U.K. Government Agrees to Target Dirty Money in its Tax Havens
(Bloomberg) -- U.K. lawmakers backed a change to legislation on Tuesday that would force the government to push offshore tax havens to boost transparency in a bid to tackle money laundering.
Facing defeat, Prime Minister Theresa May’s government said it wouldn’t vote against a cross-party amendment to the Sanctions and Anti-Money Laundering Bill, which aims to ensure the U.K.’s overseas territories -- including the British Virgin Islands and Cayman Islands -- publish open registers of company ownership by Dec. 31, 2020.
“Transparency is a powerful tool,” Labour lawmaker Margaret Hodge said in a debate before the vote. “This simple measure of requiring British overseas territories, our tax havens, to publish public registers of beneficial ownership will transform the landscape.”
Former Prime Minister David Cameron had pushed for open registers as part of a broader global crackdown on corruption and tax avoidance. The government has faced mounting pressure on the issue, especially after the British Virgin Islands was caught up in the scandal triggered by a leak of documents from Panamanian law firm Mossack Fonseca.
It has also been in the spotlight since the poisoning of former Russian double agent Sergei Skripal in southwest England in March, an attack the U.K. blamed on the Kremlin. May has pledged to crackdown on illicit Russian assets, with lawmakers calling on ministers to do more to tackle the web of offshore shell companies used to invest in the U.K.

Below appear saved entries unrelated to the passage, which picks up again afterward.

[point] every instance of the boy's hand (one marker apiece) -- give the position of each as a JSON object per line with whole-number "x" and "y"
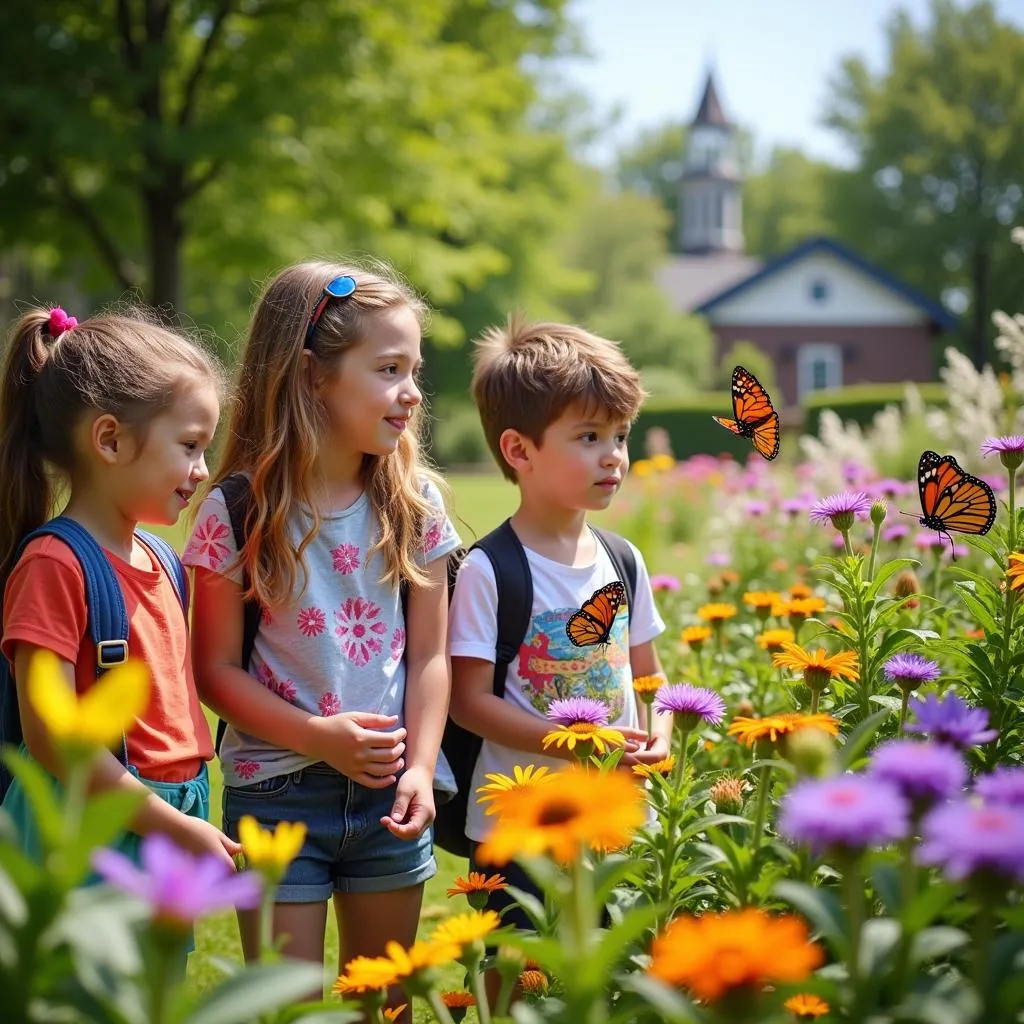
{"x": 355, "y": 744}
{"x": 413, "y": 810}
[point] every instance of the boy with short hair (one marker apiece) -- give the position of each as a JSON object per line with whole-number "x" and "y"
{"x": 556, "y": 403}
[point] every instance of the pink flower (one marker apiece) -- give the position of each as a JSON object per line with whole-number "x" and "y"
{"x": 207, "y": 543}
{"x": 246, "y": 769}
{"x": 359, "y": 630}
{"x": 311, "y": 622}
{"x": 329, "y": 704}
{"x": 346, "y": 558}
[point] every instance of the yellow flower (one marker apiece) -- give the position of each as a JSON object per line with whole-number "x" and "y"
{"x": 806, "y": 1007}
{"x": 478, "y": 883}
{"x": 762, "y": 599}
{"x": 663, "y": 767}
{"x": 646, "y": 686}
{"x": 750, "y": 730}
{"x": 268, "y": 851}
{"x": 716, "y": 612}
{"x": 1015, "y": 573}
{"x": 525, "y": 778}
{"x": 574, "y": 810}
{"x": 718, "y": 952}
{"x": 466, "y": 928}
{"x": 773, "y": 639}
{"x": 601, "y": 736}
{"x": 818, "y": 668}
{"x": 101, "y": 716}
{"x": 694, "y": 636}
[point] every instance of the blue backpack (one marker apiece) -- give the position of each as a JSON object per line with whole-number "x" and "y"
{"x": 108, "y": 615}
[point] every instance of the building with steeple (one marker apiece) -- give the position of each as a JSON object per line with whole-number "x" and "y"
{"x": 822, "y": 313}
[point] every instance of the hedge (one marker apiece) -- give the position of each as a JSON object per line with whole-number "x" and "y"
{"x": 859, "y": 402}
{"x": 690, "y": 427}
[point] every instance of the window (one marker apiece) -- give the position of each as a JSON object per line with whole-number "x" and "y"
{"x": 818, "y": 367}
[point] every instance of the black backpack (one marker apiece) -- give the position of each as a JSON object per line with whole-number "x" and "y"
{"x": 107, "y": 612}
{"x": 515, "y": 604}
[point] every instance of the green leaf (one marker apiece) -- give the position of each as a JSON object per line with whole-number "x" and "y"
{"x": 258, "y": 989}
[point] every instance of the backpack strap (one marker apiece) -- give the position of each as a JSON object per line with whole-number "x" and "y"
{"x": 514, "y": 584}
{"x": 623, "y": 559}
{"x": 238, "y": 493}
{"x": 170, "y": 563}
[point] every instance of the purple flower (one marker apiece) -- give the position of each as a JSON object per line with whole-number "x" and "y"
{"x": 951, "y": 721}
{"x": 923, "y": 772}
{"x": 664, "y": 582}
{"x": 690, "y": 705}
{"x": 842, "y": 509}
{"x": 180, "y": 887}
{"x": 1013, "y": 443}
{"x": 847, "y": 812}
{"x": 966, "y": 840}
{"x": 1005, "y": 785}
{"x": 572, "y": 710}
{"x": 909, "y": 671}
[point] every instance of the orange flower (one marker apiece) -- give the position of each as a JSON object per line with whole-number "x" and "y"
{"x": 716, "y": 611}
{"x": 806, "y": 1007}
{"x": 818, "y": 668}
{"x": 718, "y": 952}
{"x": 750, "y": 730}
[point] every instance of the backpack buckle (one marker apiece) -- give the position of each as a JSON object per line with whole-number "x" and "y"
{"x": 112, "y": 652}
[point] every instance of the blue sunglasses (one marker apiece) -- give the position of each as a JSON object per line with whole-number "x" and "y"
{"x": 340, "y": 288}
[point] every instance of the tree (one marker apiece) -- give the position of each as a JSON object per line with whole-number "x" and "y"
{"x": 785, "y": 203}
{"x": 940, "y": 140}
{"x": 195, "y": 143}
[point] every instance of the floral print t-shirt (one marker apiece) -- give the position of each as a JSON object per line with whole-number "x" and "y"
{"x": 340, "y": 646}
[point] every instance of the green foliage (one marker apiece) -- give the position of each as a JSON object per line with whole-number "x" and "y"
{"x": 939, "y": 135}
{"x": 859, "y": 402}
{"x": 690, "y": 427}
{"x": 747, "y": 354}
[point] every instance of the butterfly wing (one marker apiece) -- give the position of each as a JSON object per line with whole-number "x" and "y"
{"x": 755, "y": 416}
{"x": 766, "y": 437}
{"x": 592, "y": 624}
{"x": 952, "y": 500}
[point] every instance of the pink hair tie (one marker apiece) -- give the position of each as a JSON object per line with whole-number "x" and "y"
{"x": 59, "y": 322}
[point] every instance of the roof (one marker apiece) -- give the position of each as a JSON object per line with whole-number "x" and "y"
{"x": 690, "y": 280}
{"x": 934, "y": 309}
{"x": 710, "y": 112}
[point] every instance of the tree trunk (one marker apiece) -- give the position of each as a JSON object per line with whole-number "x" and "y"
{"x": 980, "y": 273}
{"x": 164, "y": 208}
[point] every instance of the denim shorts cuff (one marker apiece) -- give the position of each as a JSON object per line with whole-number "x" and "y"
{"x": 303, "y": 894}
{"x": 387, "y": 883}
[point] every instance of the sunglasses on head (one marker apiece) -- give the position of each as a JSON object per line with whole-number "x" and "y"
{"x": 340, "y": 288}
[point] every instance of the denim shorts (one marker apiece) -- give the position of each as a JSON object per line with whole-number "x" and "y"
{"x": 346, "y": 848}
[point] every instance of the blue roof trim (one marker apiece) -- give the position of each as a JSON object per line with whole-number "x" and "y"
{"x": 935, "y": 310}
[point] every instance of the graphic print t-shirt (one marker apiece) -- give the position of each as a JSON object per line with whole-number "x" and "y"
{"x": 340, "y": 646}
{"x": 549, "y": 666}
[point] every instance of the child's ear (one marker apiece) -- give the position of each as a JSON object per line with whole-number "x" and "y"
{"x": 516, "y": 450}
{"x": 109, "y": 438}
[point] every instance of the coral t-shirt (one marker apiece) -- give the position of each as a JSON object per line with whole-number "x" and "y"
{"x": 44, "y": 605}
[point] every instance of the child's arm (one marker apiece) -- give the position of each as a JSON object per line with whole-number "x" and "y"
{"x": 352, "y": 742}
{"x": 427, "y": 691}
{"x": 154, "y": 815}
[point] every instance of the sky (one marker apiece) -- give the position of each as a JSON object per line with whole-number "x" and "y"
{"x": 772, "y": 60}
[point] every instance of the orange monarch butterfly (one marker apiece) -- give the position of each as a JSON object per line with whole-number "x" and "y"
{"x": 951, "y": 499}
{"x": 592, "y": 624}
{"x": 755, "y": 416}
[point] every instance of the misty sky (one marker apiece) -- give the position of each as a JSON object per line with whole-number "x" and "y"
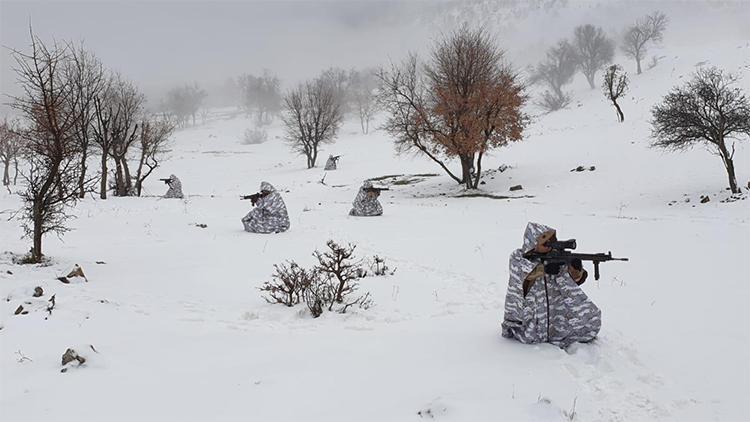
{"x": 159, "y": 44}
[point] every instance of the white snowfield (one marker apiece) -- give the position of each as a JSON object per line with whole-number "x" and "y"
{"x": 182, "y": 334}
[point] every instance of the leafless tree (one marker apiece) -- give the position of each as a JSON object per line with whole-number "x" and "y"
{"x": 128, "y": 102}
{"x": 710, "y": 110}
{"x": 11, "y": 147}
{"x": 362, "y": 90}
{"x": 312, "y": 117}
{"x": 48, "y": 106}
{"x": 288, "y": 284}
{"x": 153, "y": 143}
{"x": 615, "y": 85}
{"x": 649, "y": 29}
{"x": 184, "y": 102}
{"x": 556, "y": 71}
{"x": 465, "y": 102}
{"x": 261, "y": 95}
{"x": 593, "y": 50}
{"x": 88, "y": 78}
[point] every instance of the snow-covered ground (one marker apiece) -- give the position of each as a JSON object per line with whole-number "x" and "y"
{"x": 181, "y": 332}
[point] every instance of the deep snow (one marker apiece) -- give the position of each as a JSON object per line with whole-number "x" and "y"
{"x": 182, "y": 333}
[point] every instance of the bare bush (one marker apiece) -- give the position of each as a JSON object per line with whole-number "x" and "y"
{"x": 255, "y": 136}
{"x": 649, "y": 29}
{"x": 52, "y": 170}
{"x": 615, "y": 85}
{"x": 289, "y": 283}
{"x": 465, "y": 103}
{"x": 556, "y": 71}
{"x": 709, "y": 110}
{"x": 11, "y": 147}
{"x": 88, "y": 79}
{"x": 261, "y": 95}
{"x": 312, "y": 117}
{"x": 184, "y": 102}
{"x": 593, "y": 50}
{"x": 153, "y": 144}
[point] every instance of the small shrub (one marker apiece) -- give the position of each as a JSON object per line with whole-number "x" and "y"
{"x": 255, "y": 136}
{"x": 288, "y": 284}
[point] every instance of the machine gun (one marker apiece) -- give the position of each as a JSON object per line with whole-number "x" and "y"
{"x": 559, "y": 256}
{"x": 374, "y": 189}
{"x": 254, "y": 198}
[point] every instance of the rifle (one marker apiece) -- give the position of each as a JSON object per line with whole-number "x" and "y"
{"x": 559, "y": 256}
{"x": 374, "y": 189}
{"x": 254, "y": 198}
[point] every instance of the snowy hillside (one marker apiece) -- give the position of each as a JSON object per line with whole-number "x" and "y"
{"x": 180, "y": 331}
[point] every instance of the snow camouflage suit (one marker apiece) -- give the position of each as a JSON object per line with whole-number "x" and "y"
{"x": 364, "y": 205}
{"x": 175, "y": 188}
{"x": 330, "y": 163}
{"x": 554, "y": 310}
{"x": 269, "y": 214}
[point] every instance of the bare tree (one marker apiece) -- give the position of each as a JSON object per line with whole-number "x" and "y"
{"x": 128, "y": 102}
{"x": 312, "y": 117}
{"x": 11, "y": 147}
{"x": 556, "y": 71}
{"x": 48, "y": 107}
{"x": 184, "y": 102}
{"x": 708, "y": 110}
{"x": 466, "y": 102}
{"x": 153, "y": 141}
{"x": 88, "y": 78}
{"x": 262, "y": 95}
{"x": 615, "y": 85}
{"x": 594, "y": 50}
{"x": 649, "y": 29}
{"x": 363, "y": 89}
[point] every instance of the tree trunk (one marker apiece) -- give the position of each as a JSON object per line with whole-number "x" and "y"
{"x": 128, "y": 181}
{"x": 729, "y": 165}
{"x": 36, "y": 250}
{"x": 590, "y": 79}
{"x": 478, "y": 172}
{"x": 6, "y": 173}
{"x": 467, "y": 162}
{"x": 103, "y": 186}
{"x": 620, "y": 116}
{"x": 82, "y": 177}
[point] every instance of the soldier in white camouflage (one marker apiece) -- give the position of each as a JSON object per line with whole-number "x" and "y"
{"x": 547, "y": 308}
{"x": 332, "y": 162}
{"x": 269, "y": 214}
{"x": 366, "y": 203}
{"x": 175, "y": 187}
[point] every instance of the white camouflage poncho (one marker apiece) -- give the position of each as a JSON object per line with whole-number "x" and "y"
{"x": 175, "y": 188}
{"x": 330, "y": 163}
{"x": 269, "y": 214}
{"x": 364, "y": 205}
{"x": 555, "y": 309}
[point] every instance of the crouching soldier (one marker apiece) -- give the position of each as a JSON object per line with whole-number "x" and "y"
{"x": 332, "y": 162}
{"x": 269, "y": 214}
{"x": 175, "y": 187}
{"x": 545, "y": 303}
{"x": 366, "y": 203}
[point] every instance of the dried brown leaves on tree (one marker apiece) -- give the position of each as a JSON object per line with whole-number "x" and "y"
{"x": 462, "y": 103}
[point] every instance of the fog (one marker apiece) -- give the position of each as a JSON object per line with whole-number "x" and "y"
{"x": 166, "y": 43}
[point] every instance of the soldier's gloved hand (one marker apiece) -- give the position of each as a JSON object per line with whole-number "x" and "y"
{"x": 552, "y": 268}
{"x": 543, "y": 239}
{"x": 576, "y": 271}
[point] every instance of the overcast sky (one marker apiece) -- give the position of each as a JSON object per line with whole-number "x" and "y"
{"x": 159, "y": 44}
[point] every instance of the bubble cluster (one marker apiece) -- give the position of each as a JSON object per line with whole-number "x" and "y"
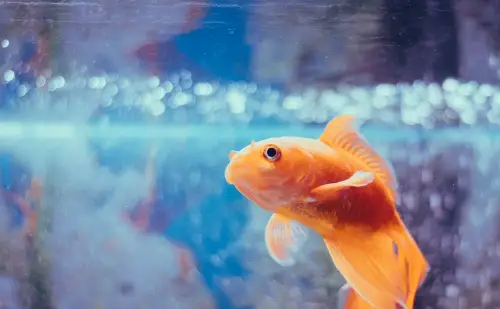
{"x": 179, "y": 99}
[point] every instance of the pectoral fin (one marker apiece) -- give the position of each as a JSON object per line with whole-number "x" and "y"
{"x": 368, "y": 262}
{"x": 331, "y": 191}
{"x": 284, "y": 238}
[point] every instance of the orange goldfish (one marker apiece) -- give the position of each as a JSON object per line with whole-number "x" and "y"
{"x": 341, "y": 188}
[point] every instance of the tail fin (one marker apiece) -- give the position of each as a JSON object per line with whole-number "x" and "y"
{"x": 412, "y": 261}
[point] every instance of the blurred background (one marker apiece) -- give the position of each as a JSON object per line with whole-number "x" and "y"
{"x": 117, "y": 117}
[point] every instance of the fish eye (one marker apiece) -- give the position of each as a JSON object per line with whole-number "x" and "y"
{"x": 272, "y": 153}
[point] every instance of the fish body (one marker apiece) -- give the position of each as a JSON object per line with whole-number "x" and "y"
{"x": 342, "y": 189}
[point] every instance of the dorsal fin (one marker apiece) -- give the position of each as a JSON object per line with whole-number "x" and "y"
{"x": 341, "y": 133}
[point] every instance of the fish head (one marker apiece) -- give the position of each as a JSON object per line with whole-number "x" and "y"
{"x": 270, "y": 172}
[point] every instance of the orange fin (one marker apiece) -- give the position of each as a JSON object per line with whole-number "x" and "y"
{"x": 369, "y": 263}
{"x": 232, "y": 154}
{"x": 412, "y": 260}
{"x": 284, "y": 238}
{"x": 330, "y": 191}
{"x": 341, "y": 133}
{"x": 349, "y": 299}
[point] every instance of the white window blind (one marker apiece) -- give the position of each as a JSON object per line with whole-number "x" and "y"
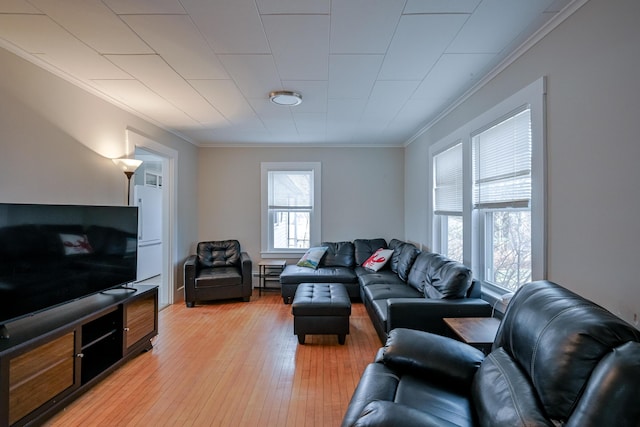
{"x": 291, "y": 190}
{"x": 448, "y": 181}
{"x": 502, "y": 164}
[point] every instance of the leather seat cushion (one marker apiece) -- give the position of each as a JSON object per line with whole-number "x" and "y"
{"x": 293, "y": 274}
{"x": 449, "y": 405}
{"x": 364, "y": 248}
{"x": 219, "y": 276}
{"x": 368, "y": 277}
{"x": 383, "y": 291}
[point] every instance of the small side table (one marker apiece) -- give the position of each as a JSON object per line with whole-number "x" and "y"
{"x": 480, "y": 332}
{"x": 269, "y": 271}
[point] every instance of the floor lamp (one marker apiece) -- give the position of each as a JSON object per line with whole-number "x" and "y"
{"x": 129, "y": 167}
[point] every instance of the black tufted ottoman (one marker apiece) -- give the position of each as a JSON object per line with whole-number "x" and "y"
{"x": 321, "y": 308}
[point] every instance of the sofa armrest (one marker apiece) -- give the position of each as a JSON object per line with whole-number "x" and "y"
{"x": 434, "y": 357}
{"x": 246, "y": 266}
{"x": 190, "y": 269}
{"x": 383, "y": 414}
{"x": 426, "y": 314}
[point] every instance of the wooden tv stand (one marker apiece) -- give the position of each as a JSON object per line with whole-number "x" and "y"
{"x": 54, "y": 356}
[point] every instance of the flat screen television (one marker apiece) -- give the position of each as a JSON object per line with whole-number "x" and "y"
{"x": 54, "y": 254}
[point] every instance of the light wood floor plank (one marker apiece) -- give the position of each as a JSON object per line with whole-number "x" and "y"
{"x": 231, "y": 364}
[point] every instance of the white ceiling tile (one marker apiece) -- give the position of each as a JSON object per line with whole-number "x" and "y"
{"x": 226, "y": 98}
{"x": 480, "y": 34}
{"x": 387, "y": 98}
{"x": 272, "y": 7}
{"x": 452, "y": 75}
{"x": 153, "y": 72}
{"x": 255, "y": 75}
{"x": 145, "y": 6}
{"x": 353, "y": 76}
{"x": 38, "y": 34}
{"x": 93, "y": 23}
{"x": 314, "y": 95}
{"x": 417, "y": 45}
{"x": 352, "y": 33}
{"x": 310, "y": 122}
{"x": 17, "y": 6}
{"x": 300, "y": 45}
{"x": 184, "y": 48}
{"x": 230, "y": 26}
{"x": 439, "y": 6}
{"x": 141, "y": 98}
{"x": 345, "y": 110}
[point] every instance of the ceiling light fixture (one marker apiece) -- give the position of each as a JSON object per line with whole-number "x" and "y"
{"x": 285, "y": 97}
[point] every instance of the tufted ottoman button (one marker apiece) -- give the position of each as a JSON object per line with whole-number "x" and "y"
{"x": 321, "y": 308}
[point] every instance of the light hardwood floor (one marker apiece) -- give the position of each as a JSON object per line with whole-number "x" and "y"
{"x": 231, "y": 364}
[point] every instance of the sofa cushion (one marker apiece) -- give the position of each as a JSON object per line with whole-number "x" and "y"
{"x": 312, "y": 257}
{"x": 364, "y": 248}
{"x": 368, "y": 277}
{"x": 439, "y": 277}
{"x": 378, "y": 259}
{"x": 339, "y": 254}
{"x": 383, "y": 291}
{"x": 512, "y": 401}
{"x": 402, "y": 259}
{"x": 559, "y": 359}
{"x": 292, "y": 274}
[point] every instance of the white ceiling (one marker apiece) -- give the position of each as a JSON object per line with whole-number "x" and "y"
{"x": 371, "y": 72}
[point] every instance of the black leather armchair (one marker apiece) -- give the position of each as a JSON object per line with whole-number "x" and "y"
{"x": 558, "y": 359}
{"x": 219, "y": 270}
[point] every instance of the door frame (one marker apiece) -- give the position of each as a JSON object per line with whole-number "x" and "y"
{"x": 169, "y": 202}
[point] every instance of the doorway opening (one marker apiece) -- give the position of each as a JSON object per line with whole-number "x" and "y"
{"x": 154, "y": 194}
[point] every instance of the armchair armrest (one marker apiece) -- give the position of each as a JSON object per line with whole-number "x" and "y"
{"x": 437, "y": 358}
{"x": 426, "y": 314}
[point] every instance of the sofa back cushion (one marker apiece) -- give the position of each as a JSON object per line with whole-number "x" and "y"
{"x": 557, "y": 339}
{"x": 439, "y": 277}
{"x": 404, "y": 254}
{"x": 219, "y": 253}
{"x": 364, "y": 248}
{"x": 339, "y": 254}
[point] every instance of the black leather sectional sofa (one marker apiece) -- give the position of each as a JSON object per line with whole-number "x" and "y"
{"x": 557, "y": 360}
{"x": 415, "y": 290}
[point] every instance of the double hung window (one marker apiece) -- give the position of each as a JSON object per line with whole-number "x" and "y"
{"x": 502, "y": 198}
{"x": 447, "y": 194}
{"x": 488, "y": 199}
{"x": 290, "y": 205}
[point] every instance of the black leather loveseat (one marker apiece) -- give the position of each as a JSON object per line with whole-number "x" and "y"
{"x": 557, "y": 360}
{"x": 415, "y": 289}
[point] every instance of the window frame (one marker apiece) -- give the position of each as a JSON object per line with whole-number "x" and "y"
{"x": 532, "y": 96}
{"x": 267, "y": 249}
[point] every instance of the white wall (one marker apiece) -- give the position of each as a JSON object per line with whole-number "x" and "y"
{"x": 56, "y": 142}
{"x": 592, "y": 61}
{"x": 362, "y": 192}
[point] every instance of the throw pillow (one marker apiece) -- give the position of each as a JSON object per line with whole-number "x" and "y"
{"x": 312, "y": 257}
{"x": 75, "y": 244}
{"x": 378, "y": 259}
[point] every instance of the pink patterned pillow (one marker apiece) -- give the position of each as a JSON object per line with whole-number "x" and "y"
{"x": 379, "y": 258}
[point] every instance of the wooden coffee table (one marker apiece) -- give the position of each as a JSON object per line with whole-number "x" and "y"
{"x": 480, "y": 332}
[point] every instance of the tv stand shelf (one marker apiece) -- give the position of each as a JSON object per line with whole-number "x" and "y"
{"x": 54, "y": 356}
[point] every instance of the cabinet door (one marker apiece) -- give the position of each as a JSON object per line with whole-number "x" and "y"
{"x": 40, "y": 375}
{"x": 140, "y": 319}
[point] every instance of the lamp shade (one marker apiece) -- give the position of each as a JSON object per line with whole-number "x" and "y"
{"x": 128, "y": 165}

As much as 68 billion pounds ($93 billion) has flowed from Russia through British overseas territories, Hodge said. “These are all ways that dirty money finds its way into the legitimate system, and it infects all our economy and our culture,” she told the BBC.
Ahead of the vote, Labour economy spokesman John McDonnell called on Conservative lawmakers to support the amendment to show they are “serious about clamping down on tax avoidance and taking on the interests of the super rich.”
Foreign Office Minister Alan Duncan told the House of Commons that the government wouldn’t oppose the amendment, after its own proposed change intended to head off a vote wasn’t included for debate.
“We’ve listened to the strength of feeling in this house on this issue and accept that it is without a doubt the majority view,” he said. The government will offer the territories “the fullest possible” legal and logistical support to implement the measures.
However, May’s spokesman James Slack underscored the government’s reservations. “While we are committed to supporting the overseas territories in taking further action to tackle illicit finance, it is our view that legislating for them would be in breach of our longstanding constitutional arrangements and would disrespect their autonomy,” he said.
Lorna Smith, executive director of BVI Finance, told the BBC that accusations of corruption and money-laundering are “totally false,” and that the proposed amendment “smacked of colonialism” because it would infringe on the constitution of the British Virgin Islands.